Thursday 2 October 2008

Saving the Family

What an extra busy week it was last week! On Monday evening we had our first full session ‘Under the Tree of Life’ , with its sub-title of ‘Family’, as we discussed the wonderful story of Ruth and Naomi and Boaz. We had learnt that the book of Ruth was one of the Festal Rolls read at each of the Jewish Festivals and that Ruth was read at the Feast of Pentecost.

As you know, the story begins with crop failure and Naomi and her husband and two sons becoming refuges in the land of Moab, where her husband died. Her two sons married Moabite women but both died before they had children. So the three landless, childless women decided to return to Naomi’s family in Bethlehem. On the way, Naomi advised her daughters-in-law to go back to their own homes and Orpah was persuaded to do so, but Ruth declared that she would stay with Naomi, saying ‘Your family will be my family.’ They returned at the beginning of the barley harvest and Ruth was able to support herself and Naomi by gleaning in the harvest fields of Boaz, a kinsman.

Since Boaz was a kinsman, Naomi encouraged Ruth to take advantage of the levirate marriage law, which meant that if a man died childless his brother should marry the widow and give her a child, so that the dead brother’s name would not die out.. But Boaz knew that there was another kinsman who was a closer relative of Naomi and he had to be consulted first. However, he was unwilling to marry Ruth because it would jeopardise his own family. So Ruth and Boaz were married and had a son, Obed, who became the grandfather of King David.

In studying the levirate law, we looked at the strange (to us) story of Tamar, who went beyond the boundaries of the levirate law in order to save the family (Genesis 38). Someone wondered how old the widow would have to be for the brother to marry his brother’s widow and, quick as a flash, someone else said, ‘As old as Olive’. (I am always getting cheek from that young man.) We also looked at times when we include others in our family.

Questions that we discussed were –
What priorities strengthen your family life?
What threatens relationships of lovingkindness in families?
How does your experience of faithful community strengthen or weaken your family’s cohesiveness? What determines the effort and/or sacrifice you are willing to make to maintain connections with extended family?
Identify some of the inconveniences that keep us from including the outsider in our family life? And
What actions and attitudes overcome barriers of inconvenience?

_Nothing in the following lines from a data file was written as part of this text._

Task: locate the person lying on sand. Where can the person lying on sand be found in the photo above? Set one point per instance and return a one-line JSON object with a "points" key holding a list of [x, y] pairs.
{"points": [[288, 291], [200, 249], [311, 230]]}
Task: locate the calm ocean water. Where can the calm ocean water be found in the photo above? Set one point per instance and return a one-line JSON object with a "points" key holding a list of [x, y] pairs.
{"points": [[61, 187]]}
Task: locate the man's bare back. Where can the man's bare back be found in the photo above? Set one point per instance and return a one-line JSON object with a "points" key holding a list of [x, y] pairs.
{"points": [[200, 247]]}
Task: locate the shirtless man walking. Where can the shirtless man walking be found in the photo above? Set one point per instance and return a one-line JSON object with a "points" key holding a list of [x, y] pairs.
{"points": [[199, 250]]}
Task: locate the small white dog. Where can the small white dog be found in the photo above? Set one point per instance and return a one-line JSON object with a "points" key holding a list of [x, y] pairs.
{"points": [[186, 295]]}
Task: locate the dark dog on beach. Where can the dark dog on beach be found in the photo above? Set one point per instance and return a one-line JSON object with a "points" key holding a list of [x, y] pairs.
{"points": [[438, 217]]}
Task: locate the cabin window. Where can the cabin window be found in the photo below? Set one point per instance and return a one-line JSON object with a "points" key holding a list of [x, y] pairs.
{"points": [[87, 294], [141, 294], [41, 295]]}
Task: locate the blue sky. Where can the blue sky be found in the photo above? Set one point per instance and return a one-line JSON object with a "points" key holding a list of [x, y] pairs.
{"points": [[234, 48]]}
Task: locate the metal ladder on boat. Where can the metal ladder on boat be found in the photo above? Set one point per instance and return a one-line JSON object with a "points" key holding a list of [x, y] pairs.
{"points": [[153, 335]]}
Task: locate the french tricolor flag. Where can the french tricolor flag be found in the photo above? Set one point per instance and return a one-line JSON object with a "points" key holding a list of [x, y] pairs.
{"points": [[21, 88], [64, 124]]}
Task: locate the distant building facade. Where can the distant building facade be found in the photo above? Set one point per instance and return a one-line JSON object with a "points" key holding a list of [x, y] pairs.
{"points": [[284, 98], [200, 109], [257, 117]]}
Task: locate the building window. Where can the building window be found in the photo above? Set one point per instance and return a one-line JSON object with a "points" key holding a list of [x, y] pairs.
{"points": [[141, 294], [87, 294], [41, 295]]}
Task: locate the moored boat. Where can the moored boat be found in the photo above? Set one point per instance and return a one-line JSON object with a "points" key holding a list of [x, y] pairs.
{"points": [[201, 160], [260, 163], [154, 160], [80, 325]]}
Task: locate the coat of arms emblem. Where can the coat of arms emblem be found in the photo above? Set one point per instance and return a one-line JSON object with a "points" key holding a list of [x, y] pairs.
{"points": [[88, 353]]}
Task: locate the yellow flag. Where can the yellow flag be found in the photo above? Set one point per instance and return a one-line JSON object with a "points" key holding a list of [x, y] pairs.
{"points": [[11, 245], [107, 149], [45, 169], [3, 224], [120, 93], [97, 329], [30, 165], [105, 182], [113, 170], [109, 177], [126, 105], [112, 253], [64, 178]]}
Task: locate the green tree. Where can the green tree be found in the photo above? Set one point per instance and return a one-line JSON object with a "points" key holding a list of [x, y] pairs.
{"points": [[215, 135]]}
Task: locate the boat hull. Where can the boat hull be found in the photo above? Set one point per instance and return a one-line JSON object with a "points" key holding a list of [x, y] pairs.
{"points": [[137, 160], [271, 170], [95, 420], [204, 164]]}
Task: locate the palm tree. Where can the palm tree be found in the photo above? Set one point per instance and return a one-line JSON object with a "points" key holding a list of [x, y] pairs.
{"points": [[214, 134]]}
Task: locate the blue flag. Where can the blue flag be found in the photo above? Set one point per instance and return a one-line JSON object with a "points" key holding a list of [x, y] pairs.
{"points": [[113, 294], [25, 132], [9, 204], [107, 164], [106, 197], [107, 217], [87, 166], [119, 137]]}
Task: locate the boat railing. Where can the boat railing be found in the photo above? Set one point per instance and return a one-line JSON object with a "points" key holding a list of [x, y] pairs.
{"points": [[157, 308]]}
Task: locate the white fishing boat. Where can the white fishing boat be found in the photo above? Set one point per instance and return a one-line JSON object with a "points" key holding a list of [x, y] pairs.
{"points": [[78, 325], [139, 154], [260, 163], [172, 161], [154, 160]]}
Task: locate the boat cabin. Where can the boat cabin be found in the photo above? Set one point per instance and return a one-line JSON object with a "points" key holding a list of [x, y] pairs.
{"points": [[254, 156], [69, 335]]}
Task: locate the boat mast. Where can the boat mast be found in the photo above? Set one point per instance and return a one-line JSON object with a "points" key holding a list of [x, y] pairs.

My own thoughts on these questions were that families are much more dispersed today, right across the world, which has made keeping the family in touch with each other much more difficult. However, e-mail has made a huge difference in maintaining contact, not only because of the speed of communication but also because i have found that the male members of the family will gladly send an e-mail whereas they never sent anything by ordinary mail!

For the rest of last week we were set the task of studying the whole of I Chronicles!